GA Group Projects Today we will form teams of several students; Each team will implement a GA in Matlab (or C/Java/VB?) to restore a corrupted image: Each team should have one good programmer, and access to a notebook computer (preferably with Matlab)! You will submit a written report in week 14 and give a short presentation in week 15 (in English)
GA Group Project: details The form of the corruption source is additive noise: N(row,col)= NoiseAmp sin([2π NoiseFreqRow row]+[2π NoiseFreqCol col])) Teams must code a simple GA that optimises the three unknown constants NoiseAmp, NoiseFreqRow, and NoiseFreqCol such that the restoration error (the difference between the original and GA-optimised restored image) is minimised. To make things easy, we will measure the average per-pixel restoration error, thus: Restoration error = (Ioriginal + Noise GA )-Icorrupted where Ioriginal is the original uncorrupted Lena image, Icorrupted is the corrupted image (I will give you), and Noise GA is the modelled GA corruption noise using the noise equation above.
GA Group Project: details Each iteration of your GA will, for each gene in the population: Generate new values for NoiseAmp, NoiseFreqRow, and NoiseFreqCol. Corrupt the original image using the equation N(row,col)=NoiseAmp sin([2π NoiseFreqRow row]+[2π NoiseFreqCol col])) Measure the restoration error (subtract the GA corrupted image from the original corrupted image). This becomes the (inverse of) this gene s fitness Make new child genes using selection, crossover, and mutation functions.
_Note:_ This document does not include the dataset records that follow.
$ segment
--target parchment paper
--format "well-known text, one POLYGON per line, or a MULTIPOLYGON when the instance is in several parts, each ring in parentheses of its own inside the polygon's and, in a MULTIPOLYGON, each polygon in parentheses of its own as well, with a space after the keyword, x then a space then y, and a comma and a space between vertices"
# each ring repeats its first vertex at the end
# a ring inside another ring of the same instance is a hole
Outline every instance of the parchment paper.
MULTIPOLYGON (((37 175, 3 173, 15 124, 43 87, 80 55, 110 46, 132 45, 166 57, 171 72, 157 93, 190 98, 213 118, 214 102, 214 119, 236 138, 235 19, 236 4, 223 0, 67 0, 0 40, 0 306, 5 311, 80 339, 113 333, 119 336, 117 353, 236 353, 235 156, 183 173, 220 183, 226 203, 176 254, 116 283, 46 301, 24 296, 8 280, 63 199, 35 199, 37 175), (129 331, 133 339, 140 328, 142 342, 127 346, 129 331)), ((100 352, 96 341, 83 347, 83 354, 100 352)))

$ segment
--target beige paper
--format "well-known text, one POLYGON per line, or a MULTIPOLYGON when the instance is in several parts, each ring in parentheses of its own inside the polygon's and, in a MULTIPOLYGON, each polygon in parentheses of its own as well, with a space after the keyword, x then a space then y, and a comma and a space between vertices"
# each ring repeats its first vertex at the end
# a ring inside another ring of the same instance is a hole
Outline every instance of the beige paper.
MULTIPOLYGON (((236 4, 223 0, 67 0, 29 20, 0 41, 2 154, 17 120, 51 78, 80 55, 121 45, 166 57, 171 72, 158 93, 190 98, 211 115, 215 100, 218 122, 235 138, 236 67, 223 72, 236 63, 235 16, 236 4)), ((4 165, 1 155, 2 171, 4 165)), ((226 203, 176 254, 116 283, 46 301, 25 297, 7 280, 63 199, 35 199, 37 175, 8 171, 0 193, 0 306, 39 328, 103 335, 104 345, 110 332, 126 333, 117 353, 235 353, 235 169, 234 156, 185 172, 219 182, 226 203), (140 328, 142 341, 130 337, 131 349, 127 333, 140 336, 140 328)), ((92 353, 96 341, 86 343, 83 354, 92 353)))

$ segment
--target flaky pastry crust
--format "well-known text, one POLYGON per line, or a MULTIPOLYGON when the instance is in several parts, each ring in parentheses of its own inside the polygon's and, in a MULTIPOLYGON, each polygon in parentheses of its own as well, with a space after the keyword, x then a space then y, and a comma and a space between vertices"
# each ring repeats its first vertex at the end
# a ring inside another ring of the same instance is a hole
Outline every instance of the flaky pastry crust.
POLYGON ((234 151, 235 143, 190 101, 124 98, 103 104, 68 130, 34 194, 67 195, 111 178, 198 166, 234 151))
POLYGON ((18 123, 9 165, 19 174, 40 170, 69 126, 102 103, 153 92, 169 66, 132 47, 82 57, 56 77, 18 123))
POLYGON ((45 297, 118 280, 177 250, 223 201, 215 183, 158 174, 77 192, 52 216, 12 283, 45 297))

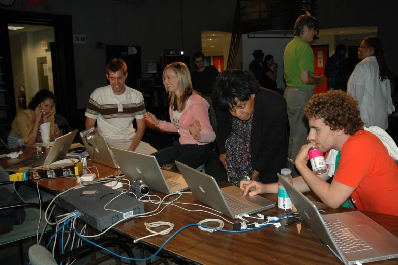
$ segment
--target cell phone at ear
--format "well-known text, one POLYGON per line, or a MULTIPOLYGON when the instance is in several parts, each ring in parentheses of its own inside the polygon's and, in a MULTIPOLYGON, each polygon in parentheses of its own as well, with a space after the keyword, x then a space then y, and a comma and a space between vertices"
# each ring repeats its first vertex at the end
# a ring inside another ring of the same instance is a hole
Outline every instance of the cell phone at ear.
POLYGON ((80 194, 80 197, 95 197, 98 192, 97 190, 85 190, 80 194))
The search ranges for the three variables are: NoiseAmp 0 to 30.0 NoiseFreqRow 0 to 0.01 NoiseFreqCol 0 to 0.01 Each gene encodes all three variables. If you use 1 byte per variable, each gene will be 24-bits, if you use 2-bytes per variable, 48 bits: 10110111 01010001 11001010 (24-bits per gene) NoiseAmp NoiseFreqRow NoiseFreqCol You need to map the (binary) integer values of each gene to floating point values for the variables. I.e, for NoiseAmp, 00000000=0.0 and 11111111=30.0
Next Lecture We will learn more about Genetic Algorithms (GAs) We will discuss the image restoration project. Read: Gonzalez and Woods Access to the course website: http://www.ritsumei.ac.jp/~gulliver/iaml
Homework: Project Preparation Start coding your GA. User inputs are population size (integer, e.g., 50), crossover rate (%, integer, e.g. 60), mutation rate (%, integer, e.g. 5), and total iterations (integer, e.g. 100). Make arrays to hold the gene binary values Fill the arrays with random binary data Map the gene s binary values to the three noise parameters values (floating point) Using the equation N(row,col)=NoiseAmp*sin([2π* NoiseFreqRow*row]+[2π*NoiseFreqCol*col])) calculate the corruption noise for each pixel of the image. Remember, the noise values can be negative, so use signed data types.